If you’re a hair sharp or flat, the open string does not ring sympathetically. Nature doesn’t care how close you are to in-tune - there’s no “good try!” The vibrations match, or they don’t.
You don’t need perfect pitch to play that note in tune. You need sensitivity to find the sympathetic resonance - and then of course, a lifetime of practice to put your finger down in the right place on the first try.
Dr. Suzuki called these notes “ringing tones” and they’re a huge part of the magic of acoustic string instruments. When you play in tune, it’s like the whole instrument agrees with you and sings along.
And the “ringing” doesn’t just apply to G, D, A, and E.

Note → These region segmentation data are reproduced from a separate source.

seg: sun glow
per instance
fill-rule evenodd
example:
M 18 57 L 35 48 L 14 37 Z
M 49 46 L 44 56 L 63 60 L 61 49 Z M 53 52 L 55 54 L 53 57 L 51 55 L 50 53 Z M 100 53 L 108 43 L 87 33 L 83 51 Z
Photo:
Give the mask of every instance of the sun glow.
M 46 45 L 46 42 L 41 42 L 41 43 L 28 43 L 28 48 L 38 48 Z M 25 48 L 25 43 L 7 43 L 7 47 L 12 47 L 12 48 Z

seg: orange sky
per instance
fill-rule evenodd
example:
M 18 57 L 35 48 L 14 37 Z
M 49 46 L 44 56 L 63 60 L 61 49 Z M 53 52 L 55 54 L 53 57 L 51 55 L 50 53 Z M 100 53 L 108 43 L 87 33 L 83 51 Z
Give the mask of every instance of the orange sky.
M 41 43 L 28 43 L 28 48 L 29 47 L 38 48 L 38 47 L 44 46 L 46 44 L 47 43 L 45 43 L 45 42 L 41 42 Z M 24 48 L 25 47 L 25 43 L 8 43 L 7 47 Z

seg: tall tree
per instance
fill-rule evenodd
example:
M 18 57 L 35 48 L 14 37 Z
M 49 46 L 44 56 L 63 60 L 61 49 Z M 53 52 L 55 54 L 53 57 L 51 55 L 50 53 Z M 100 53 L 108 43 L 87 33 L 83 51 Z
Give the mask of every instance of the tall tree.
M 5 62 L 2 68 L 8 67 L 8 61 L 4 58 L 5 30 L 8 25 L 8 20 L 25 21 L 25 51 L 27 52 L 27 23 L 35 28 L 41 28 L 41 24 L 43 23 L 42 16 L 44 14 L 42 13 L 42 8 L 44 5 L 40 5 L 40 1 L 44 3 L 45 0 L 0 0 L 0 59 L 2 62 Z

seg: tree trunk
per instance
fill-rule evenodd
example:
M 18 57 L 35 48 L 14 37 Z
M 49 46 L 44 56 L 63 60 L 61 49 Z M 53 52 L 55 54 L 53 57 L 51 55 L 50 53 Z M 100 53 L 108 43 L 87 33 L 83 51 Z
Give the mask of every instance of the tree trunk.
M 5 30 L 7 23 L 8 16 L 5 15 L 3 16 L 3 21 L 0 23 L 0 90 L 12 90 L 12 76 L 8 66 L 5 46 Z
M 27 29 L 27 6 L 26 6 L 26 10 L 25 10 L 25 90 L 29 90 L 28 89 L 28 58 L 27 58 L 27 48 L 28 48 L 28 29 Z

The harmonic overtone series is a sequence of pitches produced by a freely vibrating string. When we hear a “G” on a vibrating string, we’re actually hearing a bunch of different frequencies contained within that note. We hear G: the fundamental frequency, whose wavelength is the full length of the string. We also hear a series of higher pitches whose wavelengths are perfect fractions of the string. G one octave higher; D; G two octaves higher; and so on, until you get notes like B, and an F that doesn’t quite match the F on the piano. (See diagram above.)
This series comes up all the time in music. It matters here because it’s not just G, D, A and E that ring on the violin. All these other harmonic notes will also ring sympathetically on the open strings - sometimes very faintly, like little ghostly voices.
It came up in my lesson this past week. Ms. Shimizu asked me to question my F#5, first finger on the E string. It sounded a little sharp to her.
My ear has developed around piano playing: all you need is to distinguish between two keys on the piano. That distance can be described as 100 cents. Meanwhile the distance between in-tune and out-of-tune on the violin is about 2 cents. So I’m gradually learning to listen more sensitively. It turns out, I tend to play F# a little too high when I rely purely on my internal sense of pitch. But Margaret pointed out a certain “ringing” sound the instrument makes when the note is in tune.
Why? We both asked. That’s not a resonant tone!
Or is it?
After some experimentation we found that the D string - more than two octaves below the note in question - was ringing sympathetically when the F# was in tune. All we heard was a ghostly echo coming from the body of the instrument. But it was, in fact, the 5th harmonic of that open D. A little voice from the instrument confirming, “yes, your F# matches mine!”
So now I have a new tool when I practice intonation: when I play F#5, I can listen for that faint, shiny sound of resonance with the instrument. The violin itself will train my ear and my fingers to play in tune.